Rapid DNA sequencing identifies the origins of the cholera outbreak.
December 10, 2010

According to the most detailed genetic analysis yet of the strain of cholera bacteria infecting people in Haiti, the pathogen most likely originated in South Asia rather than the Caribbean or Latin America. While scientists still don’t know exactly how the bacteria made its way to Haiti, the findings suggest it must have been introduced by human activity. They also lend new urgency to public health efforts; the South Asian strain is both more virulent and more resistant to antibiotic drugs than those currently circulating in Latin America. Since the outbreak began in October, 93,000 people have become sick and more than 2,000 have died.

Eric Schadt and collaborators at Pacific Biosciences, a sequencing company that has developed a novel method for rapidly reading single molecules of DNA, sequenced and analyzed the microbes’ DNA in just two days. The ability to quickly analyze pathogens is essential if it is to aid public health responses.

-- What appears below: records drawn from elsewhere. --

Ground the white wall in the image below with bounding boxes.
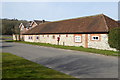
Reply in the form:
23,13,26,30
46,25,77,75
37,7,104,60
24,34,116,51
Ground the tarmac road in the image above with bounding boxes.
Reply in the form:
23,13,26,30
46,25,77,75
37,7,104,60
2,42,118,78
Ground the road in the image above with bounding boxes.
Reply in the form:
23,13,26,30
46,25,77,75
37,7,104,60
2,42,118,78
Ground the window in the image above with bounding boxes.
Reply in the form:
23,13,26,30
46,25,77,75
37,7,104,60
75,36,81,42
36,36,39,39
28,36,30,39
66,34,68,37
28,36,32,39
53,35,55,39
92,36,99,40
31,36,32,39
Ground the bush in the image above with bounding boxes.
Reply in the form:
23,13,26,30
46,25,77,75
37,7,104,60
108,27,120,50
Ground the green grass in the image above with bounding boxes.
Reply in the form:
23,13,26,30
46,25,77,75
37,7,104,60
2,53,78,80
7,40,120,56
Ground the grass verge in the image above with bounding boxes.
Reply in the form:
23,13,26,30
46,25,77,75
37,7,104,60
2,53,79,80
4,40,120,56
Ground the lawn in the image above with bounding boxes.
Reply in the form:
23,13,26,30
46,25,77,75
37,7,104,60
2,53,79,80
5,40,120,56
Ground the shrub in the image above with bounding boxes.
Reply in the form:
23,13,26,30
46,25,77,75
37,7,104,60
108,27,120,50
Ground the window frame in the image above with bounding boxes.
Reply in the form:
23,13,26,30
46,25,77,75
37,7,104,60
36,36,39,40
91,36,100,41
74,36,82,43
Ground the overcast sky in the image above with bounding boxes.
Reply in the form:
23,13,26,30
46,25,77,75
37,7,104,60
2,2,118,21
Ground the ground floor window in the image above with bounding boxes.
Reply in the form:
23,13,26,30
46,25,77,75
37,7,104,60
36,36,39,39
75,36,82,42
92,36,99,40
28,36,32,39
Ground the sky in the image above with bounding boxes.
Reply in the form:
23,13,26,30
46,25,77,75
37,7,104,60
2,2,118,21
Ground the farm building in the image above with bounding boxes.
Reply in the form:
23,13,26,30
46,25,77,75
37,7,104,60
14,14,118,50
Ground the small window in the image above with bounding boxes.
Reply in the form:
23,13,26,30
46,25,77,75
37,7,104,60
92,36,99,40
66,34,68,37
31,36,32,39
36,36,39,39
75,36,81,42
28,36,30,39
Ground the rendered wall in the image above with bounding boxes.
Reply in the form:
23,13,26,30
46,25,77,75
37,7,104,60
24,34,116,51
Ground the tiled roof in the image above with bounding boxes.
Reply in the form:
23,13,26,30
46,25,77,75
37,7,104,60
24,14,118,34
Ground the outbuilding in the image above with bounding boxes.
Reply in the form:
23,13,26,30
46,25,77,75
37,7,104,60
23,14,118,50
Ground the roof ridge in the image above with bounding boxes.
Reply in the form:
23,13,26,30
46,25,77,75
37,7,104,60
48,14,104,23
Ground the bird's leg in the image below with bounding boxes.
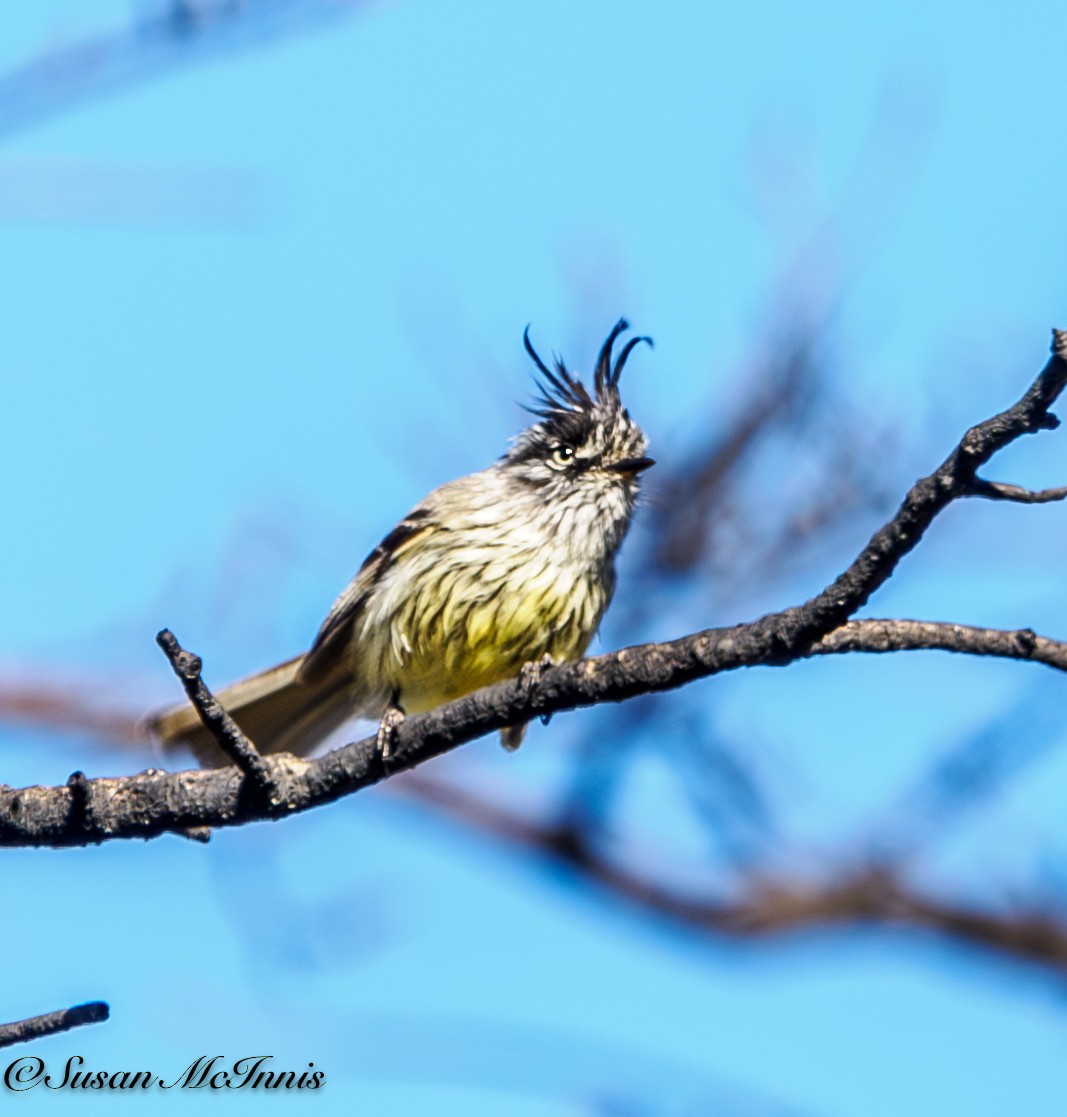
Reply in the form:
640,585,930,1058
518,652,555,699
501,652,555,753
377,690,404,775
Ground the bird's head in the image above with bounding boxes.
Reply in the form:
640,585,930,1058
502,318,654,502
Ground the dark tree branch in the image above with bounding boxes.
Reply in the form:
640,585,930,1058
0,331,1067,846
0,1001,111,1047
966,477,1067,504
808,619,1067,671
155,629,275,796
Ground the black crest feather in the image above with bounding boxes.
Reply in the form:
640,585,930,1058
523,318,652,419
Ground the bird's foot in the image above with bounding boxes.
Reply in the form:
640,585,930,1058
518,652,555,700
377,703,404,775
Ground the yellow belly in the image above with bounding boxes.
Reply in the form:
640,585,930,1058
361,558,609,714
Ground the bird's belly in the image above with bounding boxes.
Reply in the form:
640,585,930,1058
361,558,609,714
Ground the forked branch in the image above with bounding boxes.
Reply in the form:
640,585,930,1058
0,331,1067,846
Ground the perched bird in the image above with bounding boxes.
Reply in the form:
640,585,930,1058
149,319,654,764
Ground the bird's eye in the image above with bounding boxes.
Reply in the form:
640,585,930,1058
552,442,574,466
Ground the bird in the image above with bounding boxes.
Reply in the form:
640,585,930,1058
147,318,655,766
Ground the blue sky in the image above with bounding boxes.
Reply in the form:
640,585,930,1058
0,0,1067,1117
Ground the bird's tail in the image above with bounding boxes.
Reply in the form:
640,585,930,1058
145,656,356,767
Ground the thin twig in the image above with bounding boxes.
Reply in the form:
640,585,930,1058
0,331,1067,846
966,477,1067,504
155,629,277,799
0,1001,111,1047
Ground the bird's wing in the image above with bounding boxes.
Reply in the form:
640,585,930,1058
299,504,437,684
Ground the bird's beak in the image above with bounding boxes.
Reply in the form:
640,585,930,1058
608,458,656,477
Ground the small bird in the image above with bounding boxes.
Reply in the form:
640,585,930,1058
147,319,655,765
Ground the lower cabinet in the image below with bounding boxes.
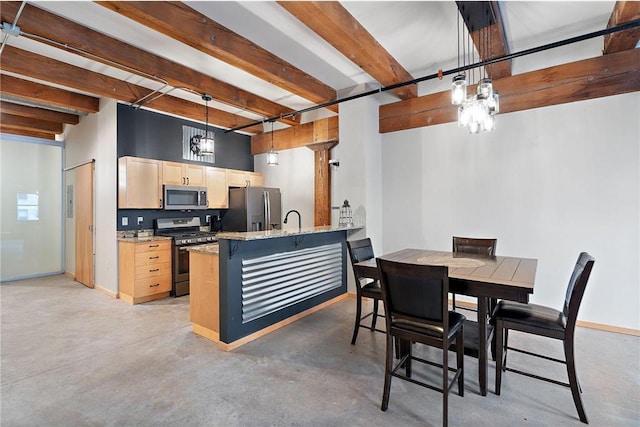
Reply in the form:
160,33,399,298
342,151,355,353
118,240,172,304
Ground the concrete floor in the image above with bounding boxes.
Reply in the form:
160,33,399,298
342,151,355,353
0,276,640,427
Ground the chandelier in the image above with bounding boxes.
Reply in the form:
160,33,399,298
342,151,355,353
451,3,500,133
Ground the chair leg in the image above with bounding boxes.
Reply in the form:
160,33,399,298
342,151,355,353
371,299,378,332
351,289,362,345
502,329,509,371
400,340,413,378
456,328,464,396
380,333,398,411
564,337,589,424
442,338,450,427
493,320,507,396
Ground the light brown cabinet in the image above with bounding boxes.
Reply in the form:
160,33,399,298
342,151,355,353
118,156,162,209
205,167,229,209
118,240,172,304
227,169,264,187
162,161,205,187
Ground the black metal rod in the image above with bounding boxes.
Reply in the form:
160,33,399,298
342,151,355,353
225,19,640,133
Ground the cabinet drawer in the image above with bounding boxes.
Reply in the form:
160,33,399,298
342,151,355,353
133,276,171,298
136,240,171,253
136,251,171,267
136,262,171,281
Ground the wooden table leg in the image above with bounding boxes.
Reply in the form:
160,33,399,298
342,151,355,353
478,297,489,396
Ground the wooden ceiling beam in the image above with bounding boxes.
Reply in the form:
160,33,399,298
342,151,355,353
456,1,511,79
379,49,640,133
97,1,336,111
0,2,299,125
0,113,64,135
0,75,99,113
0,124,56,141
278,1,418,99
0,46,262,133
0,100,80,125
602,1,640,55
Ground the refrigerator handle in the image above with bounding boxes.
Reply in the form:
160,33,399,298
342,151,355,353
264,191,271,230
262,191,269,230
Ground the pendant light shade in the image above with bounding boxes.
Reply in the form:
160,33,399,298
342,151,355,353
451,74,467,105
267,121,278,166
191,93,215,156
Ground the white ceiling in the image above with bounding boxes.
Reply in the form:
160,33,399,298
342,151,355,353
8,1,615,130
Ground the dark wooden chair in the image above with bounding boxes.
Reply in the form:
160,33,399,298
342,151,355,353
347,238,384,344
451,236,497,360
494,252,595,424
451,236,498,313
376,258,465,426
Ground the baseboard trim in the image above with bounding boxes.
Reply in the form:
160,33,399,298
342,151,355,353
93,285,118,299
576,320,640,337
216,294,348,351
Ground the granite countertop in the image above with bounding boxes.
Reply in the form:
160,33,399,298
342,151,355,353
185,243,220,255
118,236,172,243
216,225,362,240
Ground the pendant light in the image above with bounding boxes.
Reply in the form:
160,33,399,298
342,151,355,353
267,120,278,166
198,93,215,156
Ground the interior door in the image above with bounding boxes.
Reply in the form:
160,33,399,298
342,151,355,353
74,162,95,288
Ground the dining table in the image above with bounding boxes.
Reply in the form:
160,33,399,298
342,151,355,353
354,249,538,396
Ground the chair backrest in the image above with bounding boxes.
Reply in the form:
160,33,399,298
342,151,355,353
376,258,449,331
453,236,498,256
347,237,375,280
562,252,596,329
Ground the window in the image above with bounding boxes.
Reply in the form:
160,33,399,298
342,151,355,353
18,193,40,221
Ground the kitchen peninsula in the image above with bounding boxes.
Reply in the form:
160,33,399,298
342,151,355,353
188,226,359,351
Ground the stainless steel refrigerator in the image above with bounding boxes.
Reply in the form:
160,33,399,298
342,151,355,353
222,187,282,231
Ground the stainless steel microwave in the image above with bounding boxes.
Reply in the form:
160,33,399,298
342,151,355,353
164,185,207,210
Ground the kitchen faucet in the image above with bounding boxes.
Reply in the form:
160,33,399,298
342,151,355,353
283,209,302,231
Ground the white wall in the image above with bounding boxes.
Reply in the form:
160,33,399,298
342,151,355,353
64,98,118,294
380,93,640,329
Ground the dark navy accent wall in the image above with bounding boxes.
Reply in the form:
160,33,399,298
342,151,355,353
116,104,253,231
118,104,253,172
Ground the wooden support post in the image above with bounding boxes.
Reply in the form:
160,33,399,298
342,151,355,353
307,141,338,226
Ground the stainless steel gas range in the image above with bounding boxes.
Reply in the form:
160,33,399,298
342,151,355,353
155,216,218,297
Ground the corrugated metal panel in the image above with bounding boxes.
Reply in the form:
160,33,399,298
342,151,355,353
242,243,342,323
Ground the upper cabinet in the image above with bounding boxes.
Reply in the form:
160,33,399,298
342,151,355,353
162,161,205,187
118,156,163,209
118,156,264,209
227,169,264,187
205,167,229,209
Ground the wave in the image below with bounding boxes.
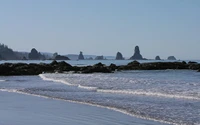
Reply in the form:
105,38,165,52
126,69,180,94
39,74,200,100
97,89,200,100
39,74,97,91
39,74,77,86
78,85,98,91
0,89,175,125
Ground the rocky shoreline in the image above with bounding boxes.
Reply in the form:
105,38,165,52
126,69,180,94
0,61,200,76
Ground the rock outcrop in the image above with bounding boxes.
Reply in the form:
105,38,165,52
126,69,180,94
115,52,124,60
78,52,84,60
28,48,45,60
95,56,104,60
167,56,176,60
130,46,143,60
0,61,200,76
0,43,17,60
55,55,70,60
155,56,161,60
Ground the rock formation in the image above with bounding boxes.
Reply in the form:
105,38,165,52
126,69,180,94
115,52,124,60
95,56,104,60
78,52,84,60
0,60,200,76
167,56,176,60
28,48,40,60
155,56,161,60
0,43,17,60
130,46,143,60
55,55,70,60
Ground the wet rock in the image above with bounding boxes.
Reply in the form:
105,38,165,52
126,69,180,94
130,46,143,60
78,52,84,60
55,55,70,60
155,56,161,60
167,56,176,60
115,52,124,60
82,63,112,73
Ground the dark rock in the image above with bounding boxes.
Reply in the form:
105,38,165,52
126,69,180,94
109,63,118,71
115,52,124,60
82,63,112,73
28,48,45,60
155,56,161,60
0,44,17,60
78,52,84,60
130,46,143,60
55,55,70,60
50,60,58,66
28,48,40,60
127,60,140,66
95,56,104,60
167,56,176,60
182,61,187,65
188,61,197,64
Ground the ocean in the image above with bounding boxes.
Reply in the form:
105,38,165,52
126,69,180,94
0,60,200,125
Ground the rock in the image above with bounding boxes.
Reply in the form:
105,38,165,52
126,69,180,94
130,46,143,60
95,56,104,60
167,56,176,60
78,52,84,60
82,63,112,73
28,48,45,60
28,48,40,60
115,52,124,60
55,55,70,60
109,63,118,71
155,56,161,60
188,61,197,64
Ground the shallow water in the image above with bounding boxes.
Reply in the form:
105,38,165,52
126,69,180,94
0,70,200,125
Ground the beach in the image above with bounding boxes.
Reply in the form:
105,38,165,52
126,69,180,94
0,91,166,125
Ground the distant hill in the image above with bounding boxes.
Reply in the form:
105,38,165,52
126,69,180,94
66,54,115,60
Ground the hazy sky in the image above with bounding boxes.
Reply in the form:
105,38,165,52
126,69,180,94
0,0,200,59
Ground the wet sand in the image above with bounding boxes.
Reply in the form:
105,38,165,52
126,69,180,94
0,91,168,125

According to a release from Pacific Biosciences, which raised $200 million in an initial public offering last month, researchers sequenced five different cholera strains sent from Harvard Medical School: two samples from the current Haiti outbreak, two samples from South Asia (Bangladeshi isolates from 1971 and 2008), and one sample from Latin America (a 1991 Peruvian isolate). The team then compared this high resolution whole genome sequence information to DNA sequence information available in public databases for 23 diverse strains of V. cholerae. The research was published online this week in the New England Journal of Medicine.

According to a commentary in the NEJM,

The implications of the appearance of this strain are worrisome: as compared with many cholera strains, it is associated with increased virulence, enhanced ability to survive in the environment and in a human host, and increased antibiotic resistance. These factors have substantial epidemiologic ramifications for the entire region and implications for optimal public health approaches to arresting the epidemic’s spread.